Mon, 25 Jul 1994

Yen rise drives attention away from Japanese products

By Andreas Harsono

JAKARTA (JP): The sharp appreciation of the Japanese yen against major currencies and the rupiah has made a number of economists and businessmen turn their attention to non-Japanese products.

Economists Pande Radja Silalahi and Hadi Soesastro of the Centre for Strategic and International Studies (CSIS) said recently that it is high time for Indonesia to look for other choices and to diversify its import sources.

"The wisdom of this experience is that we must diminish our dependency on developed countries, particularly Japan," Silalahi said.

According to government officials, the total foreign debt of the Indonesian government and private sectors has reached almost $90 billion, of which more than 40 percent is in the Japanese currency, which appreciated by 14 percent against the U.S. dollar from 111.6 yen to the greenback in early January to 98.96 on Friday and by some 17 percent against the rupiah from Rp 19.2 to Rp 22.2.

Palgunadi T. Setyawan, an executive of PT Astra International, said that the extra burden of this yen surge has to be carried on the shoulders of Indonesia's fatigued laborers. He seemed intent on trying to remind his Japanese colleagues about how rapidly the situation of workers could worsen.

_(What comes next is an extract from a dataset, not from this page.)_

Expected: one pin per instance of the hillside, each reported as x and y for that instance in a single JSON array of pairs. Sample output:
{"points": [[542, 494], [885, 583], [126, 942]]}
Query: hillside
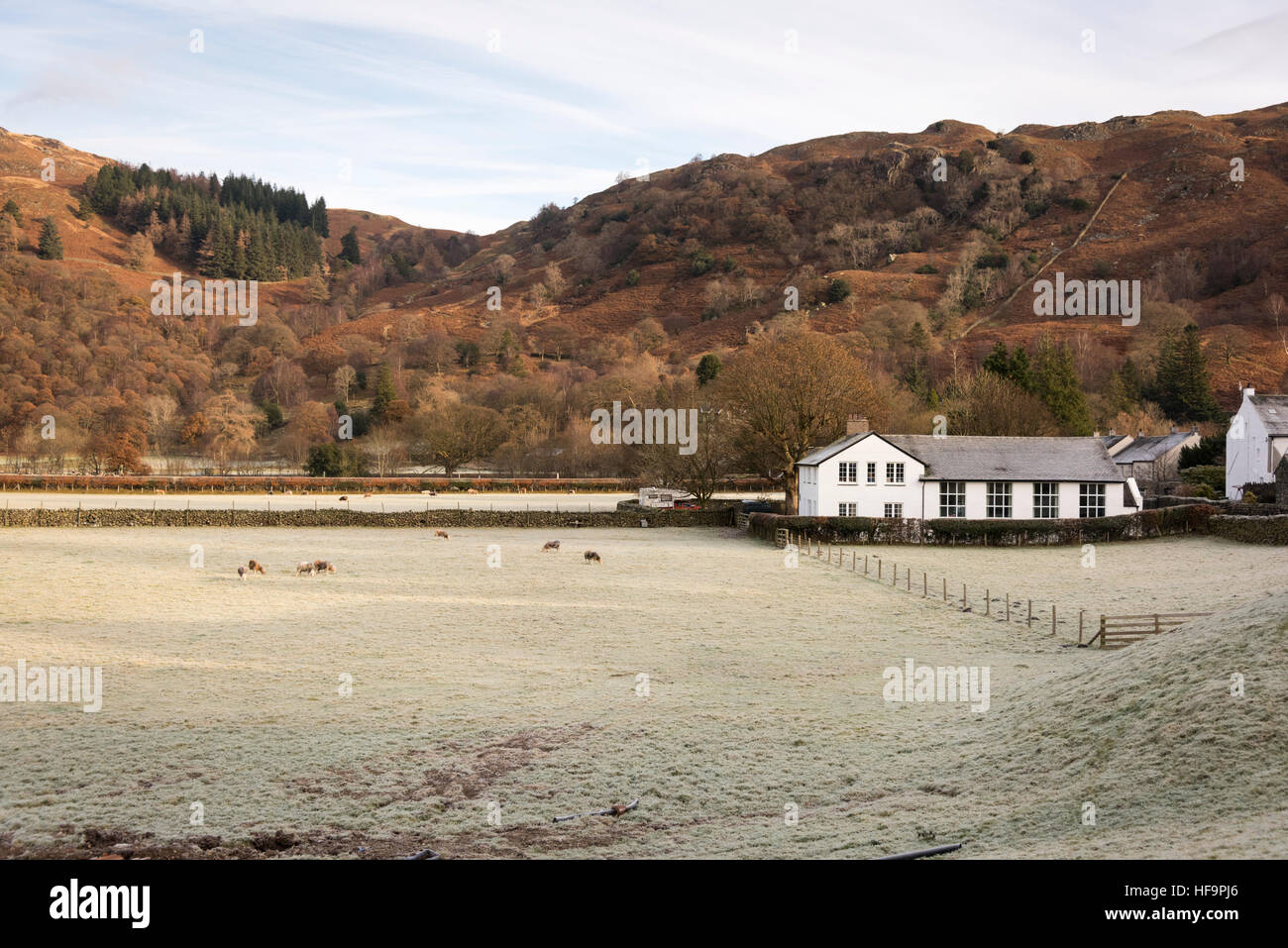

PT Astra International is an affiliate of the Japanese giant automobile industry, the Toyota Motor Corporation.

A higher capital investment in Indonesia, which unnecessarily brings more procurement of Japanese products, has traditionally resulted in the reduction of wages.

Economists said the reason behind Indonesia's notorious high cost economy is that business people must spare a significant percentage of their total production costs for bribing government officials to overcome red tape.

Meanwhile, Indonesian workers have been intensifying their struggle to demand that the government, as well as their employers, respect labor rights.

While having his lunch in a five-star hotel, Palgunadi said that the yen's surge will not hinder the Indonesian middle and upper classes from continuing to enjoy their comfortable life styles.

"It is the laborers who will suffer at the first hand," he said.

Products

Daniel Budi Setiawan, the president of PT Siba Surya trucking company in Semarang, Central Java, however, told The Jakarta Post in recent telephone interviews that the only way to survive the constraints is to lessen the buying of Japanese products due to their declining competitiveness.

Citing an example, Daniel argued that in 1978 the price of a made-in-Germany truck equaled that of two Japanese trucks. Today's comparison is one on one.

He said the reason behind the price hike was not necessarily the technological betterment of Japanese trucks nor the rupiah devaluation but more because of the yen appreciation and Indonesia's dependence on Japanese products.

Daniel, who recently bought 120 Mercedes-Benz trucks, said that the price of Japanese trucks had increased fifteen fold from Rp 4.9 million in 1978 to Rp 75 million in 1994.

"Why should we then continue to buy Japanese trucks?" he said.

Daniel is trying to buy cheaper East European trucks and is seeking the support of the government.

Silalahi applauded the decision of an individual businessman like Daniel, saying that Indonesia should diversify its import sources to support the proposal of its entrepreneurs.

Data at the Central Bureau of Statistics indicate that Indonesia's imports from Japan last year reached $6.2 billion, some 22 percent of its total imports of $28.3 billion.

Tying clauses

Corporate lawyer Todung Mulya Lubis, said that it is not easy to cut down Indonesia's dependence on Japanese products because the Japanese manufacturers have established the infrastructure for their businesses in Indonesia since the 1960s.

Herman Zaini Latif, the chairman of the Indonesian Automotive Industry Association, responded that it is naive to say that the Japanese industries are not competitive any longer.

Herman, also the vice president of PT Krama Yudha Tiga Berlian Motors, an affiliate of the Japanese Mitsubishi Motors Corporation, bluntly rejected the proposal to launch a campaign against Japanese products, saying that it is impossible to fight against the market mechanism.

He said Daniel cannot make a valid comparison between German and Japanese trucks just on the grounds of the rupiah devaluation, saying that the varied specifications of the trucks had created a totally different situation.

Lubis, human rights activist-turn-lawyer, added that "tying clauses" in every business deal have made it impossible for Indonesia to stop the procurement of Japanese products.

Although Lubis, as well as the two economists, agreed that proposals like Daniel's need to be tried, they said much work must be done to make it effective.

"It is easier said than done," Lubis added, as if trying to point out that developing countries cannot avoid accepting the burden of unfair relations between the rich and the poor.